The Standards in Public Office Bill provides for the establishment of a new Standards in Public Office Commission. This commission will take on all the current functions of the Public Offices Commission. In addition, however, it will have wide investigative powers in relation to complaints about persons in public life, for example, the case of a Minister or other office holder, or a public servant, in relation to whom a complaint is made concerning what the legislation refers to as a "specified act". A specified act is an act or omission of such a person which is inconsistent with the proper performance of the duties of the relevant position or which would be inconsistent with the maintenance of public confidence in that performance.

To be a specified act, the matter complained of must be of significant public importance. Therefore, it is not anticipated that the full rigours of a commission investigation will be used in relation to minor matters. Generally, in deciding whether to investigate a complaint, it will be a matter for the commission to decide whether it deems a matter to be of significant public importance, but it may deem a matter to be significant if it relates to a benefit or potential benefit allegedly received by a person where the value exceeds £10,000. The commission will have the services of an inquiry officer to make preliminary inquiries in relation to a complaint so as to establish whether a full investigation is warranted. This screening process should ensure that frivolous and vexatious complaints are dealt with appropriately, but there should be no doubt that the Standards in Public Office Commission will have very significant powers. Its very existence should help to ensure appropriate standards of behaviour by persons in public life.

As reflected in the motion before us tonight, however, Members of the Oireachtas have a special constitutional status. For that reason it is not intended that the Standards in Public Office Commission will receive complaints regarding Members of the Oireachtas, other than office holders, directly from the public. Complaints about Members regarding specified acts will be received by the Clerk of the relevant House. The Clerk can do some initial screening of frivolous and vexatious complaints, but generally complaints will be passed on to the Committee on Members' Interests and it will be a matter for it to consider the complaint. However, the committee will, if it so wishes, have the option to pass a matter to the commission and thereby use the commission as its agent in investigating a complaint. This is an important point. In that way, the Standards in Public Office Bill will give substantial underpinning to the role of the Committee on Members' Interests in ensuring appropriate behaviour among Members of the Oireachtas.

The Standards in Public Office Bill also makes provision for tax clearance requirements for persons elected to the Oireachtas and others. Persons elected will be required to make a statutory declaration of tax compliance, and the making of a false declaration will be an offence. They will also have to produce a tax clearance certificate. There will, therefore, be considerable policing of tax compliance of Members.
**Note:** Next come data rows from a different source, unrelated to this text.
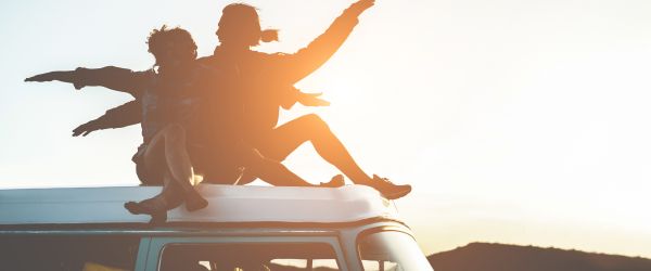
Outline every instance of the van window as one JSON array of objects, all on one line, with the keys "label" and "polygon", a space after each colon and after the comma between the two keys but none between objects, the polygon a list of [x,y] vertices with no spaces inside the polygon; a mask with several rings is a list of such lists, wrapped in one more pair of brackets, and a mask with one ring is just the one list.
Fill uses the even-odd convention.
[{"label": "van window", "polygon": [[161,271],[340,270],[336,254],[322,243],[170,244]]},{"label": "van window", "polygon": [[432,270],[416,241],[399,231],[372,231],[361,235],[357,249],[366,271]]},{"label": "van window", "polygon": [[115,235],[0,235],[0,270],[133,270],[139,242]]}]

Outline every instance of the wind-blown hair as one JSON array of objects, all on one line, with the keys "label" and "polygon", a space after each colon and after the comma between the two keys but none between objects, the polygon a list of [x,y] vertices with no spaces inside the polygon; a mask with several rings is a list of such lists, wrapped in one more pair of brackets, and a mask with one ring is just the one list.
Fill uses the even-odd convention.
[{"label": "wind-blown hair", "polygon": [[278,41],[278,29],[263,30],[256,8],[245,3],[232,3],[224,8],[216,34],[222,44],[255,47],[260,41]]}]

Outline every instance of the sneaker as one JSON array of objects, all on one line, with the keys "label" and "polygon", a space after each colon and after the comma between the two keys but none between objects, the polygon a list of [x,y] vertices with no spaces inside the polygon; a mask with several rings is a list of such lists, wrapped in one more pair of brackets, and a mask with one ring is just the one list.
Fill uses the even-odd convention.
[{"label": "sneaker", "polygon": [[125,204],[125,209],[133,215],[152,216],[150,224],[161,224],[167,221],[167,209],[153,199],[145,199],[140,203],[128,202]]},{"label": "sneaker", "polygon": [[203,209],[208,206],[208,201],[206,201],[196,190],[192,190],[186,194],[186,209],[188,211],[195,211],[199,209]]},{"label": "sneaker", "polygon": [[411,192],[411,185],[409,184],[395,184],[386,178],[381,178],[373,175],[373,189],[378,190],[387,199],[396,199],[406,196]]},{"label": "sneaker", "polygon": [[346,184],[346,182],[344,181],[344,176],[343,175],[337,175],[335,177],[332,177],[332,179],[329,182],[321,182],[319,184],[319,186],[334,189],[334,188],[344,186],[344,184]]}]

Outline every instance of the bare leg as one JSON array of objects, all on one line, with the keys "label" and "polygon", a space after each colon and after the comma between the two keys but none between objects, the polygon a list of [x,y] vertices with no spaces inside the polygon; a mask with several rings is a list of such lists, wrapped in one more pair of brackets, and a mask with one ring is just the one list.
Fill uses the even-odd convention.
[{"label": "bare leg", "polygon": [[169,125],[161,130],[144,151],[144,165],[155,165],[165,157],[165,164],[171,179],[177,182],[186,195],[188,210],[196,210],[208,203],[192,185],[194,170],[190,155],[186,150],[186,130],[179,125]]},{"label": "bare leg", "polygon": [[318,186],[305,181],[280,162],[264,157],[253,147],[243,144],[239,149],[244,158],[245,172],[251,176],[256,176],[269,184],[277,186]]},{"label": "bare leg", "polygon": [[167,210],[174,209],[183,203],[183,194],[179,184],[166,172],[163,179],[163,191],[154,197],[139,203],[128,202],[125,208],[133,215],[146,214],[152,216],[150,223],[158,224],[167,220]]},{"label": "bare leg", "polygon": [[283,160],[306,141],[310,141],[323,159],[335,166],[354,183],[370,185],[373,182],[372,178],[357,165],[326,121],[315,114],[298,117],[273,129],[256,144],[259,143],[263,155]]}]

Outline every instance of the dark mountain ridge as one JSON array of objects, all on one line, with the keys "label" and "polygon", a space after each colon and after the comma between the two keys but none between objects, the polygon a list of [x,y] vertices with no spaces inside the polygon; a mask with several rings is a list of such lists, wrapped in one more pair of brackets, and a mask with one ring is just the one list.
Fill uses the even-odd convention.
[{"label": "dark mountain ridge", "polygon": [[488,243],[433,254],[436,271],[651,271],[651,259]]}]

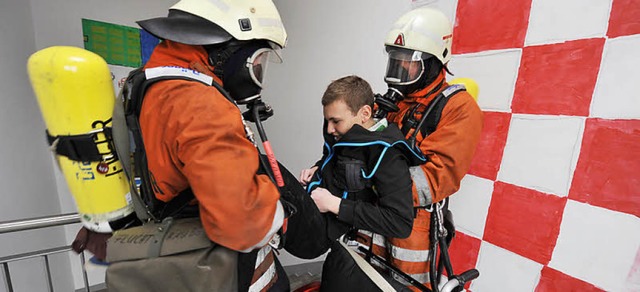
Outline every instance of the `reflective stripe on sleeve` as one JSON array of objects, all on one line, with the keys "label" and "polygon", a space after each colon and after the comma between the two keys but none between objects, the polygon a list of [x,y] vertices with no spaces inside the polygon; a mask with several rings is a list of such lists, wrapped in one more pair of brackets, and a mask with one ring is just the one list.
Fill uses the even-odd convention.
[{"label": "reflective stripe on sleeve", "polygon": [[256,256],[256,265],[254,269],[258,268],[258,266],[264,261],[267,255],[271,252],[271,246],[265,245],[260,250],[258,250],[258,255]]},{"label": "reflective stripe on sleeve", "polygon": [[427,180],[427,176],[424,174],[424,171],[422,171],[420,166],[412,166],[409,167],[409,172],[411,173],[413,185],[416,186],[416,190],[418,191],[420,207],[431,205],[433,203],[433,199],[431,198],[431,188],[429,187],[429,181]]},{"label": "reflective stripe on sleeve", "polygon": [[267,271],[264,274],[262,274],[262,276],[255,283],[249,286],[249,292],[262,291],[264,287],[266,287],[269,283],[271,283],[271,280],[273,280],[273,277],[275,275],[276,275],[276,263],[272,262],[271,265],[269,266],[269,269],[267,269]]},{"label": "reflective stripe on sleeve", "polygon": [[[393,279],[402,283],[402,285],[405,286],[413,286],[411,285],[409,282],[405,281],[402,277],[398,276],[398,274],[396,273],[392,273],[393,274]],[[424,274],[410,274],[409,276],[411,276],[411,278],[415,279],[416,281],[422,283],[422,284],[427,284],[429,283],[429,274],[428,273],[424,273]]]},{"label": "reflective stripe on sleeve", "polygon": [[405,262],[426,262],[429,258],[429,250],[412,250],[392,245],[391,256]]}]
Let me turn now to the Standards in Public Office Bill's proposals regarding codes of conduct. The importance of the standards Bill in this regard is that it provides not only for the development of a code of conduct for Oireachtas Members, office holders and other public ser vants but that it does so in the framework of an overall investigative mechanism.

A code of conduct under the standards in public Office Bill will indicate standards of conduct and integrity appropriate to the person to whom it relates. A person covered by a code of conduct will be expected to have regard to the code in the course of the performance of his or her duties and to be guided by it. Where appropriate, a code of conduct will be admissible and can be taken into account in court proceedings or in proceedings before the Committee on Members' Interest of the relevant House, or by a tribunal or the Standards in Public Office Commission. This means that a code of conduct under the Standards in Public Office Bill is to be a substantive and important document, and the persons to whom it relates must regard it as such.

As regards Members of the Oireachtas in particular, the Bill provides that the code of conduct for Members, other than Ministers and other office holders, will be drawn up by the Standards in Public Office Commission, in consultation with the relevant Committee on Members' Interests. This treatment is in line with what was suggested in a report of the Joint Committee on Finance and the Public Service regarding the Government's original outline proposals for the standards Bill. Given the special constitutional status of the Oireachtas, the code of conduct would not, however, have effect in relation to either House of the Oireachtas in the absence of a resolution of the relevant House bringing it into force. Indeed, the Bill as a whole will not have effect regarding the Oireachtas until a resolution is passed.

I should say at this point that it has been suggested in meetings of Oireachtas committees in relation to the standards Bill that it would be more appropriate that the code of conduct be drafted by Members and that the commission be involved only in a consultative capacity. I would agree with this view and I understand that the Minister for Finance intends to bring forward appropriate amendments on Committee Stage.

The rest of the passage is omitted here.